Vishesh Rajaram, Managing Partner, Speciale Invest, a seed-stage venture capital firm, says their strategy is to invest in companies that are disrupting some form of technology. The idea being, by investing in such companies, Speciale Invest will move the needle both for its investors and the companies. A substantial part of the capital it invests will go towards innovation and in people for innovation versus investing in marketing and customer facing businesses.

“From the beginning,” he says, “there was a natural inclination towards investing in enterprise companies and the inclination skewed towards companies that had some sort of deep innovation. That has been the core to our belief and that has been the core to what we have been living through our investment strategy.”

Speciale Invest recently closed its first fund of ₹100 crore, all from domestic investors – family offices and small corporates. These are people who are running their traditional businesses and possibly see an opportunity to have a perspective for disruptive tech. Speciale Invest will put in ₹3-7 crore in a venture, over multiple rounds, and look to pick up stakes of about 20 per cent. It hopes to invest in 15-18 ventures from its first fund.

According to Vishesh, they see about 150 investment proposals a quarter, which means they have seen a little over 1,000 deals. A third of the proposals come from working with academic institutions like IIT- Madras and IISc Bengaluru, and the balance from the VC firm‘s founders’ network, accelerators, in-bound emails and entrepreneur references.

“We expect two-thirds of our companies to be building software products,” says Vishesh. And, within that space, he believes cloud, artificial intelligence will be areas of focus. Within AI itself, he sees a lot of scope for convergence of voice and AI and has two such companies in its portfolio already.

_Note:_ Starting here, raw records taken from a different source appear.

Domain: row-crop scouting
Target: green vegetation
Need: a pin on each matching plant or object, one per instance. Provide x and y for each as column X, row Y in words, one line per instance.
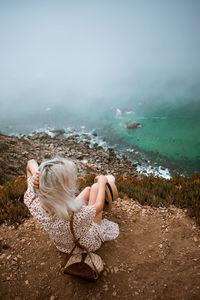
column 180, row 191
column 12, row 207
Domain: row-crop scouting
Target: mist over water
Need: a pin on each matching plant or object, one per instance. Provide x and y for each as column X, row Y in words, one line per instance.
column 88, row 63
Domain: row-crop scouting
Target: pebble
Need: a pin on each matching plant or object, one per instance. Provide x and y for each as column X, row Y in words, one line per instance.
column 116, row 269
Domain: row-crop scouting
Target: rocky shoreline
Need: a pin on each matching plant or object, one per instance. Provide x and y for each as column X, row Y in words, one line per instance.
column 15, row 152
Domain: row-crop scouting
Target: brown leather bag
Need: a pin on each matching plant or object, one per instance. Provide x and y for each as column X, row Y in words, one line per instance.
column 87, row 265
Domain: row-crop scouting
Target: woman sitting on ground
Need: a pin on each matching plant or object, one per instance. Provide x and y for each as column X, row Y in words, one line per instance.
column 51, row 199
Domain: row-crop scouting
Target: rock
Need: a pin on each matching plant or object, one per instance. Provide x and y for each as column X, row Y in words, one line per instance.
column 132, row 125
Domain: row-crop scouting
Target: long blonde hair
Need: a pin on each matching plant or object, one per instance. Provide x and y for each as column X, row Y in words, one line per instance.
column 57, row 187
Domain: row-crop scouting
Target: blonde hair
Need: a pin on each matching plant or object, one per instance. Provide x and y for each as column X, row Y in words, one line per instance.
column 57, row 187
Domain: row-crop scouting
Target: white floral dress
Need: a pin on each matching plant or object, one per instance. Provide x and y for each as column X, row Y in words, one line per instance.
column 91, row 234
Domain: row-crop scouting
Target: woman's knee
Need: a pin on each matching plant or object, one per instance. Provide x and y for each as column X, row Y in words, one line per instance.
column 94, row 187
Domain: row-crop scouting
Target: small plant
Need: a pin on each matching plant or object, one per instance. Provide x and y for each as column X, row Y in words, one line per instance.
column 12, row 207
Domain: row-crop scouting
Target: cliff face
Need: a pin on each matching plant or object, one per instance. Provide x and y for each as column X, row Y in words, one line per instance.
column 15, row 152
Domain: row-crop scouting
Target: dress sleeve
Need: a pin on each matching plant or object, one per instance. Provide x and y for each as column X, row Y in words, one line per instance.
column 32, row 202
column 29, row 196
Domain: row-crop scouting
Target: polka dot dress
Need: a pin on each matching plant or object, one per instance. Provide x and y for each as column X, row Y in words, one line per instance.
column 91, row 234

What does he look for in a venture since they are most often the first institutional investor? “Frugality and tenacity are the two qualities we look for,” says Vishesh. Are these guys thinking big, their ability to be innovative or carry out the disruptive idea that they have and frugality. “Do they have the tenacity to live through the rough life and can they be frugal enough to survive it,” says Vishesh. He explains that their notion is to invest in somebody who knows the risk they are taking, who believes this is a risk worth taking and building it out.

The big challenge

According to him, they try and find out if the idea is different enough and is it worth anybody’s risk, time, money and effort, and are the entrepreneurs committed to the cause. He says the big challenge of investing in deep tech start-ups is are you investing enough for you to achieve a certain amount of milestone that you can raise another round of capital. If you are not investing enough and the milestones planned are not sufficient to raise the next round of funds, it gets really challenging. Also, capital may not be available for all types of deep tech ventures.

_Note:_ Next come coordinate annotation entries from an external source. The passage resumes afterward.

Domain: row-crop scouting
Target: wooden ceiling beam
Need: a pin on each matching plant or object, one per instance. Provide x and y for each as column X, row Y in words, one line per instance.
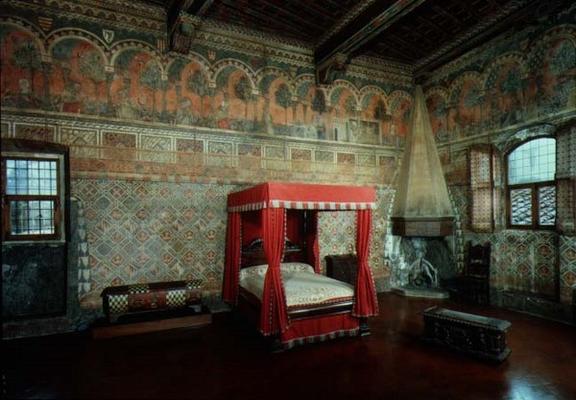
column 231, row 4
column 502, row 19
column 290, row 14
column 335, row 52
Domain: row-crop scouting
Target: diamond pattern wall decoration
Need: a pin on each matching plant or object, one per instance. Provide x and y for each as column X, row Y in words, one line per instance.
column 143, row 232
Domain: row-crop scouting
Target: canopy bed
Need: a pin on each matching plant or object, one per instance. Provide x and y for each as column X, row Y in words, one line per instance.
column 272, row 271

Vishesh believes that there is good talent available in India to build deep tech products. Of course, not all products will have customers in India. For enterprise applications, India is still an early market, but it will evolve over time. At the moment, the overseas market is more appealing from an acceptance point of view and the average selling price that the product can command. “We strongly have a hypothesis for building companies out of India for global markets. We have four product businesses and three of them have customers from outside the country. One has already moved base. FrontdeskAI, for example, has now moved base to Palo Alto,” he says.

On fund-raising

On whether ventures should raise capital only when they need the money or opportunistically, Vishesh says he believes that companies should raise money when there is an opportunity to do so.

“I have seen more successes there than the other one where you try and over-engineer the capital structure, wait for the optimum time to raise capital. I don’t necessarily believe there is an optimum time to raise capital. If the outcomes are large, it will make a lot of sense for everybody. In a close to being perfect market, everything gets priced approximately over a period of time and everybody then makes their proportionate share of wealth to the risk they are taking,” he adds.